私には色んな意味で模倣できそうにはない文章ですが、作中のあちこちの光景で、懐かしさを伴うデジャヴに行き当たりました。具体的な記憶を徹底的に再現したら、たぶんどれもそれほど美しい場面ではなかったはずなのに、この作品の中だと、不思議に郷愁に溢れたイメージへ純化されているようなのはなぜなのか。面倒なんで、この頃では「そういう読書体験が起きる作品群なのだ」ということで割り切ってますが 笑。

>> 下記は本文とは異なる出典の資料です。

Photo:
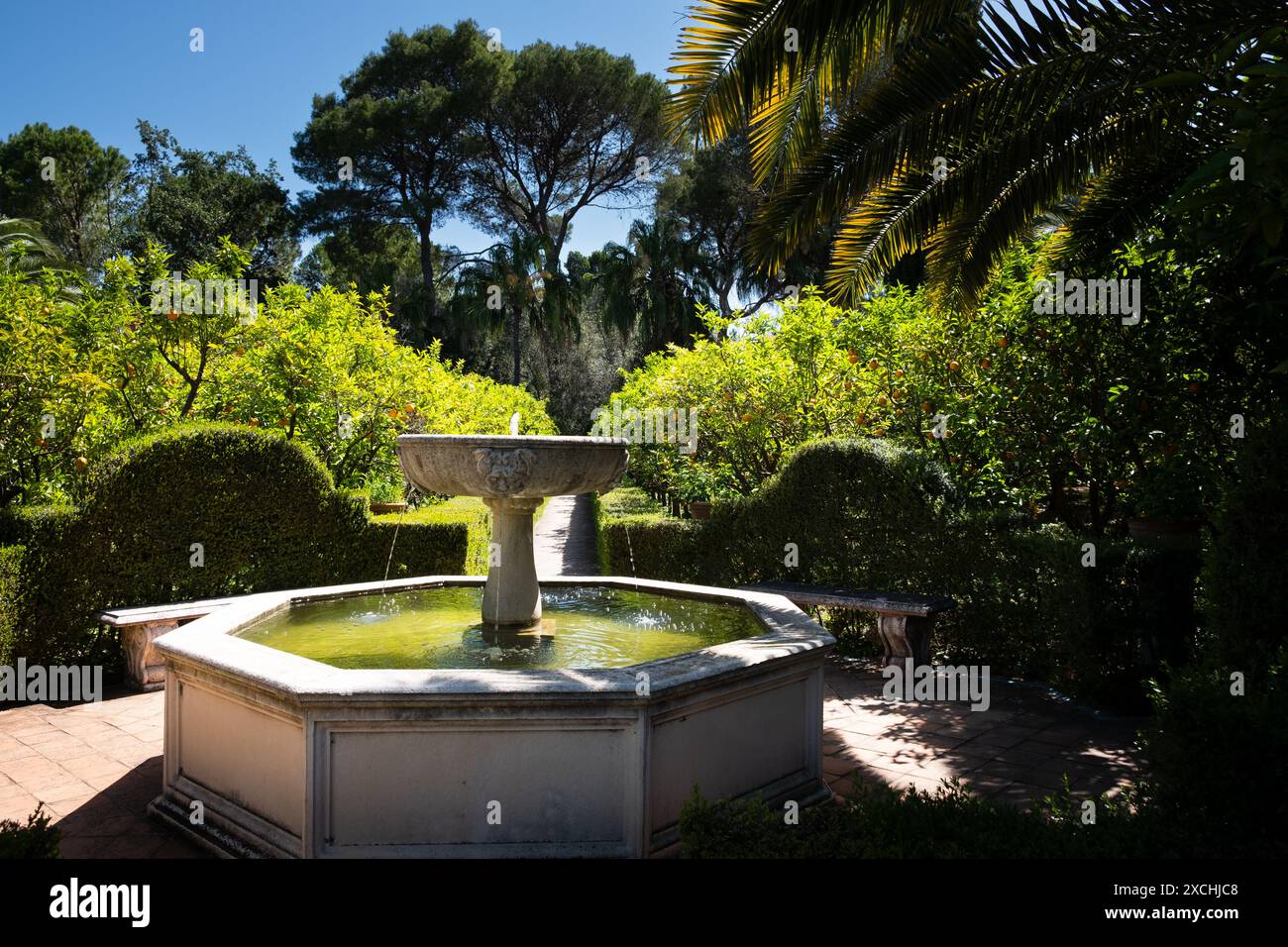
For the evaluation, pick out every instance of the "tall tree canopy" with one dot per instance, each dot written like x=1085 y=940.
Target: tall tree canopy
x=574 y=127
x=949 y=125
x=192 y=200
x=393 y=146
x=67 y=183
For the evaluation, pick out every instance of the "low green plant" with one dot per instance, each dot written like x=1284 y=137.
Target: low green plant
x=37 y=838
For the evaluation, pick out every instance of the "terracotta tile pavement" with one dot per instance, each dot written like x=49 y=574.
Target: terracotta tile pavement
x=97 y=766
x=1018 y=749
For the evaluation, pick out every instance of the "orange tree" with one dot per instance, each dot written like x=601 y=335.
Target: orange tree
x=1081 y=415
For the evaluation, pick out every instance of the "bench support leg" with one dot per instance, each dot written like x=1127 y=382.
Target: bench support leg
x=903 y=637
x=145 y=668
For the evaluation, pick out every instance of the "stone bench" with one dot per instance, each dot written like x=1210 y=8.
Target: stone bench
x=905 y=622
x=145 y=669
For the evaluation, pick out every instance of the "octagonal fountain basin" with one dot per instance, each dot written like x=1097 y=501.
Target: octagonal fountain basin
x=385 y=719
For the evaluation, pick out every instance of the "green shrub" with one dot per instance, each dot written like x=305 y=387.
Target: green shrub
x=263 y=509
x=468 y=512
x=636 y=538
x=875 y=515
x=881 y=822
x=1245 y=608
x=11 y=587
x=34 y=839
x=1218 y=762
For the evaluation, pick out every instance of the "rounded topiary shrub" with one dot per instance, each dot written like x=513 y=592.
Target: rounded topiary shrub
x=209 y=510
x=858 y=513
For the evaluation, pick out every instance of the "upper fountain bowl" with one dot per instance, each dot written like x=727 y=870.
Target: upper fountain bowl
x=493 y=466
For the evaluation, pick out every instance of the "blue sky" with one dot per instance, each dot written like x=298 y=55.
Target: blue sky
x=103 y=65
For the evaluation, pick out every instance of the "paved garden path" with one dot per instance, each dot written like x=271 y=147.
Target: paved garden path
x=565 y=538
x=97 y=766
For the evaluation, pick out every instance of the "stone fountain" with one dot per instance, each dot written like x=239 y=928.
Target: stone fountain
x=513 y=474
x=380 y=720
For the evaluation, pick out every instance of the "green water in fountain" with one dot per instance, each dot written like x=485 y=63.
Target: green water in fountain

ところで、多幸感を催す川べりの描写を読んでいて、ふと思い出したのが「ハチミツとクローバー」の一場面です。いい年をした大学生たちが、わいわいいいながら四つ葉のクローバーを探し回ってる有名なシーン。そういえばあの漫画家もやたら食べ物ネタに走ってましたね(というか、今も走ってますが)。人の幸せな形を的確に描いた作品同士ということで、何かしら通じるものが出くるものなのかな、などと考えたりもしました。
作者からの返信
ああ、何かとても過分なお言葉をいただいたように思います。こういう書き方が自分の個性、ということもできますが、こうしか書けないのか、という思いもあって、違う書き方を模索して暗礁に乗り上げたりしています(笑)。スペースコロニーみたいなところを舞台に、こんな雰囲気で書いたら……なるほど、おもしろいです。こんな文章と相容れないジャンルの小説を書いてみたら、ちょっと違った雰囲気のものが出来上がりそうです。昔、小説入門書を読んだ時、「風景を書くことが文体を作り上げる」といったことが書かれていて、それにならおうとして風景描写が多くなっているのだと思います。「ハチミツとクローバー」、タイトルは知っていますが未読でした。興味を惹かれたので読んでみようと思います。お読みいただき、ありがとうございました。